Penn Walks is a walking escort service that has been offered by the Division of Public Safety for the past 21 years, Director of Security Services for the Division of Public Safety Cherie Heller said. They complete around 1,400 trips every month.

Although not technically part of Penn Police Department, Penn Walks acts as “the eyes and ears of the force,” Gordon said. Escorts are always in radio communication with both Penn Police and the Penn 511 Center and have the ability to call officers if the need arises.

But although the program has attempted to advertise its services through initiatives like its poster campaign partnership with the Undergraduate Assembly and the Medical Emergency Response Team last year, many students say they are not aware of Penn Walk’s existence.

“I’ve never even heard of Penn Walks before,” College sophomore Ila Sethi said. “They need better marketing because most people don’t use their services.”

These services include a 24 hours a day, 365 days a year escort for anyone in University City who phones the Penn Walks number, utilizes Penn’s blue light system or asks a Public Safety Officer. Penn Walks covers the area between Market Street to Baltimore Avenue and between 30th and 43rd streets with extended area before 3 a.m. to 50th Street. 

Students who do use the service said that they used it early in their freshman year when they were unfamiliar with campus.

“I was new to Penn and I didn’t want to walk home by myself,” College sophomore Rachel Liu said, after noting she didn’t know anyone else who used the program. “I definitely think there’s no shame in utilizing it, especially given the rise of armed robberies around Penn’s campus.”

College sophomore Colleen Campbell said the distinguishing factor of her Penn Walks experience in her first semester freshman year was how “friendly” the escort was — a characteristic that Penn Walks specifically seeks in possible escorts.  

“We do a hiring process just for Penn Walks looking at communication skills, emotional intelligence [and] a friendly personality,” said District Portfolio Manager for Allied Universal Security Services Yaya Diakite. Fourty-three percent of Allied Security officers are familiar with the area and call West Philadelphia home.

Escorts like Twanda Daniels form the backbone of the program and can work anywhere from 30 to 40 hours a week. Daniels has worked for Penn Walks for the past 20 years, following her four-year stint in the Army.
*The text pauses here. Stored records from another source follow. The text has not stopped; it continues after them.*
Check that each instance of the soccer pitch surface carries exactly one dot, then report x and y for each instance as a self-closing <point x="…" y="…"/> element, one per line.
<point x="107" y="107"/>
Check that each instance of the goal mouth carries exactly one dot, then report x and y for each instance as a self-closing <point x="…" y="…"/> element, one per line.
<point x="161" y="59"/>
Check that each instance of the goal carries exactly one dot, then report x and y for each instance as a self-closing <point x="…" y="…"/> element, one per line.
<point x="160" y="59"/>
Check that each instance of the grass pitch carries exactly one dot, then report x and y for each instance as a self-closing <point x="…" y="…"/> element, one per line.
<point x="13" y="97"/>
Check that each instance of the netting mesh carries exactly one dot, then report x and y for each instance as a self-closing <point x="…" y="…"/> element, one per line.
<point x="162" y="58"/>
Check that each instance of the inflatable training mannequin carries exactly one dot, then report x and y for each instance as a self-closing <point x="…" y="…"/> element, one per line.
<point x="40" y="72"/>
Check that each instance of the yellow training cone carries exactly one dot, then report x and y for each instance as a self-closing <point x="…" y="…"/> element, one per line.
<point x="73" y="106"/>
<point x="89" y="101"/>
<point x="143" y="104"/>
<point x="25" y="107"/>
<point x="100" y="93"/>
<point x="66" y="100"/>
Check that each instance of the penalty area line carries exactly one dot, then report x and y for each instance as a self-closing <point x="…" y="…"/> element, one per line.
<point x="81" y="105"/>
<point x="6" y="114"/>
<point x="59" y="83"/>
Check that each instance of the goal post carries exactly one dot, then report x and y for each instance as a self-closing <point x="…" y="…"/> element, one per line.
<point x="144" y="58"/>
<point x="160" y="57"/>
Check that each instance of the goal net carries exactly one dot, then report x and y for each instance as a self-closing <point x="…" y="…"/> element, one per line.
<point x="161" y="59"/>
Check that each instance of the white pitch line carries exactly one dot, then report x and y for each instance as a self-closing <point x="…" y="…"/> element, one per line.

“Since I’ve been doing Penn Walks, I’ve met a lot of people and I made a lot of friends out of the deal,” said Daniels, recalling a few students who would request her specifically. “I love meeting people.”

Although Heller said the program has seen an “increased interest," many students remain skeptical, and often embarrassed, about having used the service. A few students declined being quoted for this article.

But Gordon maintained that Penn Walks is a “very, very important” service for Penn to have as it protects the safety of students like Campbell and Liu, who both said they would use the service again.

“It was a very pleasant experience,” Liu said. “If you have those resources, why wouldn’t you use them?”